Most of my ideas here aren't original to me, so I'll add some links to sources. For lots more background material, check out the posts associated with the tags on this post. If you're familiar with AInotkilleveryoneism background material, you'll probably already have come across the content of these links. I'm not familiar with all these ideas being placed together as a set of goals to be pursued by a research program, which is why I'm writing this post.

These are meant to be pointers towards more true and fundamental ideals, not complete descriptions without edge cases. Also, I feel sure that there are desirable qualities missing from this list. Hopefully readers will think of some and put them in the comments. Iteratively improving these descriptions would be an important aspect of the research.

What isn't covered: I don't think that even a model with all these characteristics would be safe for use by a malicious human or group. This post is presuming wise, careful, kind operators with good intentions towards all of humanity. That's a big fragile assumption, and something that I think needs more work.


Background: Theories of Impact of Interpretability, How Interpretability can be impactful, World-Model Interpretability

Interpretable meaning that the model is fundamentally easy to understand for human observers. This should minimize the dependency on special tools or techniques in order for observers to understand what's going on in the reasoning processes of the model. I don't think it would make sense to include this on the list if I didn't think it was feasible. I believe, from years of studying neuroscience, that we can design a different kind of model which is inherently more interpretable. I will make another post talking about these hypotheses.


Background: Paul Christiano on corrigibility 

Corrigible is, to my mind, a sort of wise and genuine obedience. A corrigible assistant is one who seeks to understand the spirit of your requests, not just the letter, and obey both as far as able. Where there is confusion, asks for clarification. When it thinks it cannot achieve what has been asked of it, lets you know, and perhaps suggests alternative plans which might meet a similar set of goals. Where it foresees danger, it warns you before proceeding. If ordered to proceed anyway, it does so cautiously, trying to minimize risks and harm. This is the opposite of an Evil Genie that twists your expressed wishes in order to maximize your regret for making a wish. Also very different from a Selfish Genie, which technically fulfills your wish, but also uses the path they choose as an excuse to fulfill their own aims (e.g. pursuit of Instrumental Goals).

A big part of this is allowing itself to be turned off or edited. Edits are inherently dangerous though since they might reduce the safety mechanisms of the model. Therefore, edits should be pursued cautiously and with lots of warnings. Corrigibility is, by it's nature, not resistant to unwise or maleficent actors trying to remove the corrigibility.

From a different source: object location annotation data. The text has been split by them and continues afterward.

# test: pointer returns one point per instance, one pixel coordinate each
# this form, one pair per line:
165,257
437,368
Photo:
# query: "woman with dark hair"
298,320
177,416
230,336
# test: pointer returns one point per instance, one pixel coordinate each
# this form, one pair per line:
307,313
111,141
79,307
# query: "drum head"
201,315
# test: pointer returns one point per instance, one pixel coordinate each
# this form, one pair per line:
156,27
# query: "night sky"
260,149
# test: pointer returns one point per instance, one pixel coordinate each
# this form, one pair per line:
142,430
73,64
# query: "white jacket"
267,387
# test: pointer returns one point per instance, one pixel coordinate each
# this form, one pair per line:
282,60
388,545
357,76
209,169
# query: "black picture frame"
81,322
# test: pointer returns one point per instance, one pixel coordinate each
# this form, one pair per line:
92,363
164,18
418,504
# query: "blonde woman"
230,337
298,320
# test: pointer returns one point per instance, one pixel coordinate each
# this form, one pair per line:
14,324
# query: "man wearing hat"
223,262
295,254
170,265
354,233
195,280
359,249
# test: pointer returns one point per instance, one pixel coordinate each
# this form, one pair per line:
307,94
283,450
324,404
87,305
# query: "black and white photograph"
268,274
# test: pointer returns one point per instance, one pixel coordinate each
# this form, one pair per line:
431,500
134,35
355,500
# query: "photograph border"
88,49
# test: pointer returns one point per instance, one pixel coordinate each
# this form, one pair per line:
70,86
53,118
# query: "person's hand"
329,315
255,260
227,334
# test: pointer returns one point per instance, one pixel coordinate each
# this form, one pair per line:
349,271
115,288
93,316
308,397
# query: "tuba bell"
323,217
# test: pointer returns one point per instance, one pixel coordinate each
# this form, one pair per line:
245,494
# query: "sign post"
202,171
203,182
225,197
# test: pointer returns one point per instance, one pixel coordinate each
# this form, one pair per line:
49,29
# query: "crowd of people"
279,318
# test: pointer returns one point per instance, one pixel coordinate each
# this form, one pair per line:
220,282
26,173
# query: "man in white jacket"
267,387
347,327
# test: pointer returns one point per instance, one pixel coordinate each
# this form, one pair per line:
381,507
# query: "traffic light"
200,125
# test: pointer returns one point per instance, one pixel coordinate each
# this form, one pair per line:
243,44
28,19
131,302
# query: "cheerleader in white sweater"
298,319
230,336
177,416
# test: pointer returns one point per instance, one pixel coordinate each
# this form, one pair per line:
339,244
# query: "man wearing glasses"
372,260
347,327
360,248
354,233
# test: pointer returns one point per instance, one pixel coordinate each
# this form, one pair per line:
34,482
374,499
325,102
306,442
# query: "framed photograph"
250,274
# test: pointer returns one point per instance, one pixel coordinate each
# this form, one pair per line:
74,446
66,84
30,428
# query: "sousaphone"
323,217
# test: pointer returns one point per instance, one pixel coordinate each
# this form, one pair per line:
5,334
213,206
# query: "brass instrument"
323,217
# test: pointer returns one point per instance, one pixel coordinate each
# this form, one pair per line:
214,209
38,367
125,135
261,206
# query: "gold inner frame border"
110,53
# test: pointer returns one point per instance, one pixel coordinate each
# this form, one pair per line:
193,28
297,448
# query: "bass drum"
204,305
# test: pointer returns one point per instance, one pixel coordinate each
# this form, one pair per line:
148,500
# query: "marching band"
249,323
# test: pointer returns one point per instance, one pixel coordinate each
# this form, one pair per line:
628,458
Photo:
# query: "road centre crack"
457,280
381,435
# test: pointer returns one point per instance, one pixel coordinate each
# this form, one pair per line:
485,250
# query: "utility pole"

Background: Deceptive Alignment

Honest, in addition to the straightforward term as used between humans, also meaning that true motivations are reported to the operators. It's most important of all that the model not deceive the operators, and a secondary priority should be that it minimizes subterfuge towards other humans. Deception of the operators is very dangerous. This is an active sort of honesty, trying to give warnings ahead of time whenever you think the operators might be missing a critical piece of information. This goal of warning the operators is connected with the concept of 'cautious' discussed below.


Background: Avoiding Side Effects, «Boundaries/Membranes» and AI safety compilation

Being cautious is about trying to actively foresee and avoid risks. Also, respecting boundaries. To prefer actions with reversible effects, maintaining optionality.  To do this well, you need an accurate world model. Noticing possible harms that could come to you and those you value (e.g. humanity) from action or inaction. Where uncertain, a cautious actor should slightly prefer inaction. Avoiding negative side-effects. Coming up with useful warnings to inform the operators of consequences they might be unaware of, but without flooding them with useless false positives.  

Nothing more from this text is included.